Мальчики двинулись дальше; они шли вяло, подавленные происшедшим.
— Мертвеца, настоящего мертвеца, человека мёртвого, ты когда-нибудь видел? — спросил Жак.
— Нет.
— Эх, старина, это потрясающе!.. У меня давно эта мысль в голове вертелась. Один раз в воскресенье, во время урока катехизиса, я туда побежал…
— Да куда же?..
— В морг.
— Ты? Один?
— Конечно. Ох, старина, ты даже себе не представляешь, как бледен мертвец; прямо как воск или вощёная бумага. Там их двое было. У одного всё лицо искромсано. А другой был совсем как живой, даже глаза открыты. Как живой, — продолжал он, — и всё-таки мёртвый, это было ясно с первого взгляда, я даже не знаю почему… И с лошадью, ты ведь видел, совершенно то же самое… Вот когда мы будем свободны, — заключил он, — я обязательно отведу тебя как-нибудь в воскресенье в морг…
Даниэль больше не слушал. Они прошли под балконом виллы, чья-то детская рука разыгрывала гаммы. Женни… Перед ним возникло тонкое лицо, сосредоточенный взгляд Женни, когда она крикнула: «Что ты хочешь делать?» — и в её широко раскрытых серых глазах показались слёзы.
— Ты не жалеешь, что у тебя нет сестры? — спросил он помолчав.
— Конечно, жалею! Особенно насчёт старшей сестры.

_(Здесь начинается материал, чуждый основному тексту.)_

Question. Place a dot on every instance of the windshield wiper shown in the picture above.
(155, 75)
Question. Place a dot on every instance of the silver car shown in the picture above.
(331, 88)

Потому что младшая у меня почти что есть.
Даниэль с удивлением посмотрел на него. Жак объяснил:
— Мадемуазель воспитывает у нас свою маленькую племянницу, сироту… Ей десять лет… Жиз… Её зовут Жизель, но мы все говорим просто Жиз… Для меня она всё равно что сестрёнка.
Его глаза вдруг увлажнились. Он продолжал без видимой связи:
— Тебя ведь воспитывали совсем по-иному. Прежде всего ты дома живёшь, уже как Антуан; ты почти свободен. Правда, человек ты благоразумный, — заметил он меланхолично.
— А ты разве нет? — серьёзно спросил Даниэль.
— О, я, — сказал Жак, нахмурив брови, — я ведь прекрасно знаю, что я невыносим. Да оно и не может быть по-другому. Понимаешь, иногда на меня что-то находит, я ничего не помню, бью, колочу всё кругом, кричу бог знает что, в такие минуты я способен выброситься в окно, даже кого-нибудь убить! Я тебе об этом говорю, чтобы ты знал про меня всё, — добавил он; было видно, что он испытывает мрачную радость, обвиняя себя. — Не знаю, виноват ли я сам, или дело ещё в чём-то… Мне кажется, живи я вместе с тобой, я бы стал другим. А может, и нет… Когда я прихожу вечером домой, ох, если б ты только знал, как они со мной обращаются, — продолжал он, немного помолчав и глядя вдаль. — Папа вообще не принимает меня всерьёз. В школе аббаты ему твердят, что я чудовище, это они из подхалимства, чтобы показать, как они мучаются, бедные, воспитывая сына господина Тибо, ведь господин Тибо вхож к самому архиепископу, понимаешь? Но папа добрый, — заявил он, внезапно оживившись, — даже очень добрый, уверяю тебя. Только я не знаю, как тебе объяснить… Всегда он в делах, всякие там комиссии, общества, доклады, и вечно эта религия. А Мадемуазель — она тоже: всё, что происходит плохого, всё идёт от господа бога, это он наказывает меня. Понимаешь? После обеда папа запирается у себя в кабинете, а Мадемуазель заставляет меня зубрить уроки, которых я никогда не знаю, в комнате у Жиз, пока она её укладывает спать. Она не хочет, чтобы я хоть минуту оставался в своей комнате один! Они даже вывинтили у меня выключатель, чтоб я электричеством не баловался!